The most striking attribute of Do Make Say Think’s sixth full-length record -- its overall structure -- is, in fact, a post-rock cliché: four long-form compositions running an average of 10 minutes, each one titled after a word in the quintet's name. Such a framework predictably brings their sylvan songs to a very large scale, though it may have also created a peculiar limitation. Examined in detail, the tracks do run along their own particular currents, but the gestalt of the record reveals that three of the pieces more or less follow a traditional arc that includes establishing a theme, building momentum, reaching an apotheosis, and coming down. Is long-form somehow more confining than the three-to-four-minute spurt? That aside, Other Truths finds the band in excellent shape, still hitting the sweet spot where skilled musicianship and rugose sonic textures meet. They’ve been known to lay down their tracks in barns and other organic spaces where the sounds can mingle with the rest of the natural world; on this album, guitarist/bassist Ohad Benchetrit’s home studio continues to highlight the incidental beauty of Do Make Say Think’s recording processes and self-production.
Their approach suits the righteous opener “Do”, loosening its emo/pop-punk riffage such that the song almost boogies. Midway through, brass instruments and wordless vocals (courtesy of Akron/Family and Lullabye Arkestra, whose drummer Justin Small is also member of DMST) stuff themselves into the gaps, and the whole ensemble kicks up a dense clatter for several minutes until they tucker out and restate the track’s theme as liquefied single notes. “Make” begins as a pleasant groove, with crisp drums expressing a little jazz swing, before it stiffens abruptly and becomes quite dark, nearly approaching the violent grandiosity of compatriots Godspeed You! Black Emperor. It’s here that the group sounds somewhat commonplace, working the drama to the point of overcooking it. When, in the final minute, they step back and allow a horn section to sing a quiet elegy for the fallen (sounds a bit like Jóhann Jóhannsson), they conjure a brief swell of real power.
The record’s second half feels comparatively ingratiating, carrying the listener on its back without asking much in return. There’s a subdued jubilance about “Say”, and each time the guitars lock arms with the trumpets and stand up to repeat their chorus, I imagine they’re saying something about the triumph of spirit. In these instances I begin to realize how it’s possible that Do Make Say Think -- once as tortuous as Mogwai -- could be associated with the breezy pop experimentalism of Broken Social Scene, who share two members with DMST, as well as the country-folk of Akron/Family at their least freaky. Speaking of which, all of you who have heard the country/post-rock connection and were called insane, take note: “Think” ain’t nothin’ but a bass and a couple of twanging guitars on a dusty plain, surrounded by sustained vocal “oohs” like a pack of tired coyotes in the distance.
Unlike the quintet’s last effort, You, You’re a History in Rust, the most rewarding moments of Other Truths are often the most tempered.
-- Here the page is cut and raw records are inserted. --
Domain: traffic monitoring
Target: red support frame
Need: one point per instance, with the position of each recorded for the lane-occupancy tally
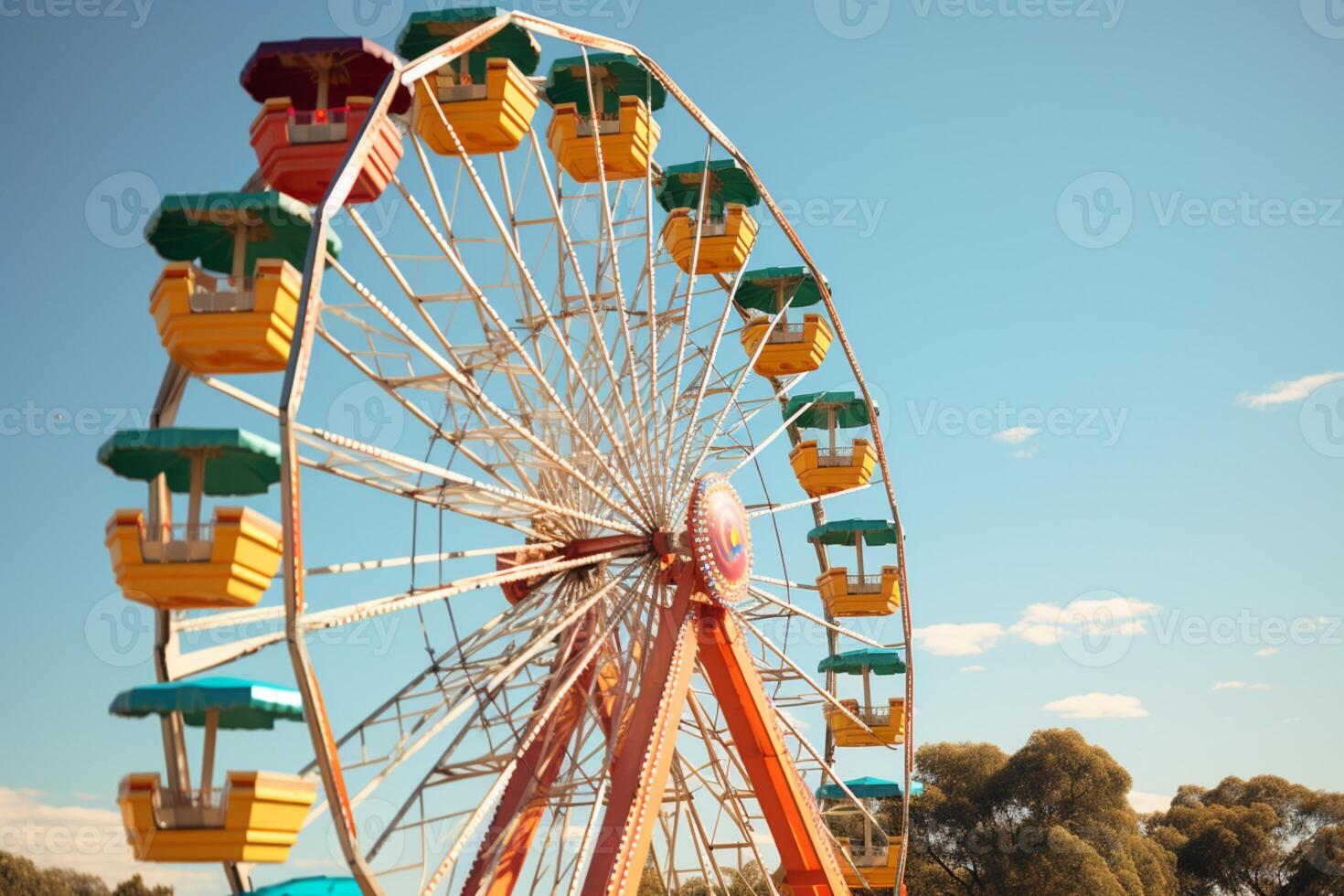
(692, 629)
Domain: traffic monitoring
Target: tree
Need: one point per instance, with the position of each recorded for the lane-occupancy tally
(20, 876)
(1051, 818)
(1258, 837)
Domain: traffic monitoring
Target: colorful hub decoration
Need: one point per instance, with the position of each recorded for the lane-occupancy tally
(720, 539)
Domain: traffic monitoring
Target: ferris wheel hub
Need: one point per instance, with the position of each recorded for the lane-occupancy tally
(720, 539)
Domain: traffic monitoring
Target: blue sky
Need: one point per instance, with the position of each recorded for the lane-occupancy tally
(1089, 254)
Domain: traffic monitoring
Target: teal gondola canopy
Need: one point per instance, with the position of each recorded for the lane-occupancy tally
(614, 76)
(237, 461)
(242, 704)
(765, 289)
(869, 787)
(848, 532)
(880, 661)
(726, 183)
(849, 411)
(426, 31)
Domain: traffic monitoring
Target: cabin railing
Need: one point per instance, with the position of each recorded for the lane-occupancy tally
(192, 809)
(863, 583)
(872, 856)
(180, 543)
(448, 91)
(786, 334)
(605, 125)
(317, 125)
(835, 455)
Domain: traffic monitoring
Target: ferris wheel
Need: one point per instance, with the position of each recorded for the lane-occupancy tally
(617, 440)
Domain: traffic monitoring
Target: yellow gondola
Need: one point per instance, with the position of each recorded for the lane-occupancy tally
(866, 724)
(789, 348)
(226, 563)
(483, 96)
(715, 217)
(625, 94)
(240, 318)
(254, 818)
(834, 468)
(869, 852)
(858, 594)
Maybe it’s because of the drawn-out song structures that when things settle down amid the sturm und drang, the music is amenable to contemplation and reflection. Or maybe the group just knows how to be delicate -- always their underrated strength. But whether they’re blowing the roof off or thatching it straw by straw, Do Make Say Think continue to engender some of the most honest, unpretentious, group-oriented rock of their time. They could do what they’re doing for the rest of their lives and I don’t think it would make any difference. As evidenced by the reaction to Other Truths in the weeks before it saw the light of day (“Four long-form tracks? Ay, caramba!"), little tweaks to their formula get us pretty excited each time they emerge with something new. But it’s the heart in this band’s music that keeps us ever listening.